Altstadt. Grauer November, sich zu skelettähnlichen Gerippen verkahlende Bäume, nebelverhangene, düstere Tage, überhand nehmende Dunkelheit, selbst die Feiertage sind nur von Tod und Trauer bestimmt. Passend dazu war der Leseabend, zu dem der Literarische Arbeitskreis der Altstadter Volkhochschule eingeladen hatte. "Eine Träne im Ozean" lautet der Titel des neuen, noch ganz druckfrischen Buches aus der Feder von Brigitte Sattelberger, das beim Literaturzirkel jetzt von der Autorin selbst vorgestellt wurde. "Eigene Erlebnisse haben diese Texte nachhaltig beeinflußt und geprägt", führte die in Dresden geborene, aber schon seit 1957 im Saarland beheimatete Schriftstellerin aus. Nach dem Tod ihres Mannes sei sie in ein tiefes Loch gefallen. "Das Schreiben hat mir geholfen, die Trauer besser zu verarbeiten." Trotzdem sei kein deprimierendes Buch entstanden, vielmehr fänden sich in den Erzählungen und Gedichten immer wieder Hoffnungsschimmer. "Es gibt Dinge zwischen Himmel und Erde, die sich nicht greifen oder begreifen, nicht verstehen lassen", sagte Brigitte Sattelberger, "deshalb verdrängen die Menschen sie oft." In ihren Büchern schaffe sie dieser Problematik Platz. Die Botschaft dahinter soll eins klar machen: daß das Leben auch nach schmerzhaften Verlusten weitergehe, daß es keinen Sinn mache, Schmerz zu verdrängen, weil er sonst später doch noch viel stärker zurückkomme. So erinnert sie sich stets von Neuem an die Alltäglichkeiten und die Spuren, die zurückgeblieben sind - die Birken, Lärchen und Tränenkiefern, die ihr Mann vor vierzig Jahren gepflanzt hat und die jetzt, nach seinem Tod, sich prächtig präsentieren. Und natürlich erinnert sie sich auch der vertrauten Zwiegespräche, die sie gedanklich weiterführt, obwohl der Gegenüber nicht mehr da ist. "Wie sehr ich den November stets gehaßt habe, brauche ich dir nicht zu erzählen. Er ist für mich der Monat des Sterbens der Natur.
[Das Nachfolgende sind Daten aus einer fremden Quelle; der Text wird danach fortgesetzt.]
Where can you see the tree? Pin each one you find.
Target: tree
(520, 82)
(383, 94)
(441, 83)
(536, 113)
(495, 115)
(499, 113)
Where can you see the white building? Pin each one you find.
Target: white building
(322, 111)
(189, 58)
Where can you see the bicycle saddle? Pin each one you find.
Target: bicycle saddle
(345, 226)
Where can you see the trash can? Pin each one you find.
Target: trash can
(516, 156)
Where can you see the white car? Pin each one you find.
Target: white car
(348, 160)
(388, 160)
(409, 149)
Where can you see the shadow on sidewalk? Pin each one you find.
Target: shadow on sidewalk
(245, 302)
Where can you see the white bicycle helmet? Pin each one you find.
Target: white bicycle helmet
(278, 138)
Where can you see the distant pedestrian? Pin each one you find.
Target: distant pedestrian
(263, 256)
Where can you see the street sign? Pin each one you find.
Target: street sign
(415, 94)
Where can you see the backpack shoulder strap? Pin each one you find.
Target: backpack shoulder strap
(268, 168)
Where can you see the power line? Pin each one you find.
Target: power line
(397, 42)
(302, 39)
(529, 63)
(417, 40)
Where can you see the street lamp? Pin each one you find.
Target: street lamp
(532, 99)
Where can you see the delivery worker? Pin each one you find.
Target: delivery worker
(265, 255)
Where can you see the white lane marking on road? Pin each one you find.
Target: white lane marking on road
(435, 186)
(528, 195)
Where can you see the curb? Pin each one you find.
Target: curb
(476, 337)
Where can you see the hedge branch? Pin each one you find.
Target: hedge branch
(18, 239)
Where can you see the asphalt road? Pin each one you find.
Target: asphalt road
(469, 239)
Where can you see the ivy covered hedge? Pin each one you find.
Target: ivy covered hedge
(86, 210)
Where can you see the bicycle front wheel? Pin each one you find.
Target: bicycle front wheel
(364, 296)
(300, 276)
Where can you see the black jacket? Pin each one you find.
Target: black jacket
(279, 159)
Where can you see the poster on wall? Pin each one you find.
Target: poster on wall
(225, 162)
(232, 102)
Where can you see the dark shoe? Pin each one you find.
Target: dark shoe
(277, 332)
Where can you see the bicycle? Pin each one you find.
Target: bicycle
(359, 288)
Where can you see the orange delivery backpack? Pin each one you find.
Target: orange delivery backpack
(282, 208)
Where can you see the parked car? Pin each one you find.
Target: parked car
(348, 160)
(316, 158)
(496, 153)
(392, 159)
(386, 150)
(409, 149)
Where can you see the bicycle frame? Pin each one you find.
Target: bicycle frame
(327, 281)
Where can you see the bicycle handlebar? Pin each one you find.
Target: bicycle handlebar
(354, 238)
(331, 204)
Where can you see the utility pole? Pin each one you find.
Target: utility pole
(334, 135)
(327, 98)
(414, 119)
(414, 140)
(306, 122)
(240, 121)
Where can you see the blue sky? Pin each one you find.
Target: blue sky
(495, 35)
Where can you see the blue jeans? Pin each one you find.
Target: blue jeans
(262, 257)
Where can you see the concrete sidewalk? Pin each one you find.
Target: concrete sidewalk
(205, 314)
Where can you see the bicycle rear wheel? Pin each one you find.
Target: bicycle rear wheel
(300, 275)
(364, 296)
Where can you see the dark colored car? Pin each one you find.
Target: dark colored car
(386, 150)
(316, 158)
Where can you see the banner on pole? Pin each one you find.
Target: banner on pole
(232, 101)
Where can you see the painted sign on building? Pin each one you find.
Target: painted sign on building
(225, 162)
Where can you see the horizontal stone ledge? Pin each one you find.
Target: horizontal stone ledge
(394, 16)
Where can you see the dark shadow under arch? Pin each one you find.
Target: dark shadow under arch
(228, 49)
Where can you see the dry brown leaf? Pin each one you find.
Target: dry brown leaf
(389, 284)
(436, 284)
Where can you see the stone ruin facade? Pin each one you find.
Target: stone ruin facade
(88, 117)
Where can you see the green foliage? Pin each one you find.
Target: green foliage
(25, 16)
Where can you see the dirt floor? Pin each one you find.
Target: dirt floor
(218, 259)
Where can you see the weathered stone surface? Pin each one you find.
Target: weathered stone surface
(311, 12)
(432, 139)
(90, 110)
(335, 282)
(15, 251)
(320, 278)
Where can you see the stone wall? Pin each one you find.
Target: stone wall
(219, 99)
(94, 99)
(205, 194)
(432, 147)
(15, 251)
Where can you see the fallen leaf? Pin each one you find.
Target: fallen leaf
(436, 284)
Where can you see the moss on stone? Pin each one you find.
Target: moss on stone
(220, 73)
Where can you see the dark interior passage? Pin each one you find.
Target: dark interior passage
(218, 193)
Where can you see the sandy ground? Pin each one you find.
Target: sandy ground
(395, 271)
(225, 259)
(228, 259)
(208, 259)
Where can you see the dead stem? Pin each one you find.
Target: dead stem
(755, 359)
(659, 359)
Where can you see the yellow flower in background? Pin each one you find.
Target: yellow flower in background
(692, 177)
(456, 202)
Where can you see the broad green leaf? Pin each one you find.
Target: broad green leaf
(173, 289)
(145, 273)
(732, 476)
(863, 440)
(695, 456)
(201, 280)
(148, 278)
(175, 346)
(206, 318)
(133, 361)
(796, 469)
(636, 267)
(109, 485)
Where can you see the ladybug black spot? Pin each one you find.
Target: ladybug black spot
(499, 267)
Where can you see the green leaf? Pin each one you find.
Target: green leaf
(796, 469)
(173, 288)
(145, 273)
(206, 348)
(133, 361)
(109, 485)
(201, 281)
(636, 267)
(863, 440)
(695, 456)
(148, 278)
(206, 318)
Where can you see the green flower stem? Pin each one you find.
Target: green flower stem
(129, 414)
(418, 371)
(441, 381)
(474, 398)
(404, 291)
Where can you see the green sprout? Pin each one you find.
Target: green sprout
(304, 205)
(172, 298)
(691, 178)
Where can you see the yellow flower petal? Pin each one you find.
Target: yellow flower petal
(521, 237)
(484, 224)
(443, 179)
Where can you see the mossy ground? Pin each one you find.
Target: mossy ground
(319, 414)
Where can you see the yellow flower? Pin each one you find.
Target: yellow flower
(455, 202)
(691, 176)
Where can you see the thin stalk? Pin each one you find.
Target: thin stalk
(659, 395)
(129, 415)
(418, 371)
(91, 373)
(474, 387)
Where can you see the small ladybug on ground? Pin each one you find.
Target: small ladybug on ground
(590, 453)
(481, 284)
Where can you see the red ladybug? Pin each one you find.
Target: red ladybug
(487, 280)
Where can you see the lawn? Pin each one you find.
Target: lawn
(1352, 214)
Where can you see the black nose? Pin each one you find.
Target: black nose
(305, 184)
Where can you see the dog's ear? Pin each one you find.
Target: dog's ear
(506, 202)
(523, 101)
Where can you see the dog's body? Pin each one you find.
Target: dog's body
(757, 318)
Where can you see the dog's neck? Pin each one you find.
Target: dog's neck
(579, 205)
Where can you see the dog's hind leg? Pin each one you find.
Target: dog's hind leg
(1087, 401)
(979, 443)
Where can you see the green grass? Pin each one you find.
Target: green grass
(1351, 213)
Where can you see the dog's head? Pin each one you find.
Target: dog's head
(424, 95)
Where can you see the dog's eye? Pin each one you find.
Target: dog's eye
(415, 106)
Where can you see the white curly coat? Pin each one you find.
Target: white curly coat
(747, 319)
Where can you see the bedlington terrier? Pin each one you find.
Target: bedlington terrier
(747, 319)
Kein Monat bringt mir die Tristesse so nahe, weist auf den eigenen Tod und den meiner Lieben hin wie er", schreibt sie etwa unter der Überschrift " Ein anderer Blick" in direkter Anrede an den Verstorbenen. Das Bedürfnis zu schreiben kennt die gebürtige Dresdnerin von Kindestagen an.

Die Bombardierung ihrer Heimatstadt erlebte sie als zwölfjährige, ein Trauma, das sie bis heute nicht losläßt, sondern gefangen hält. Ihr Großvater starb unter einer einstürzenden Mauer, schützte aber ihr Großmutter unter seinen Armen. "Er hat auch mein Leben gerettet, weil er mich von sich weggestoßen hat und ich so nicht tödlich getroffen wurde", erinnert sich Brigitte Sattelberger. Dieses Erlebnis habe sie nie vergessen. Im Roman "Dresden mon amour" hat sie den Versuch einer Verarbeitung unternommen und auch in ihrem jüngsten Buch wird es in der Geschichte "Vorahnung?" rekapituliert. Fünf Romane hat Brigitte Sattelberger veröffentlicht. "Eine Familiensaga", nennt sie die Autorin. "sie schildern Frauenschicksale. Sie sind fiktiv, beruhen aber dennoch auf wahren Begebenheiten." Denn Brigitte Sattelberger hat viel erlebt: Ihre Flucht aus der DDR im Jahr 1957 ist nur eines der prägenden Erlebnisse. "Ich möchte den Lesern das Leben nahe bringen, so wie es ist", sagt sie. "Dazu gehört auch die Tatsache, daß es nicht immer gut ausgeht. Schmerz und Kummer gehören dazu."

"Eine Träne im Ozean" ist erschienen im St. Ingberter Empedokles-Verlag, enthält Kurzprosa, Gedichte und Erzählungen. Illustriert wurde es von Edith Harner. Elf Euro.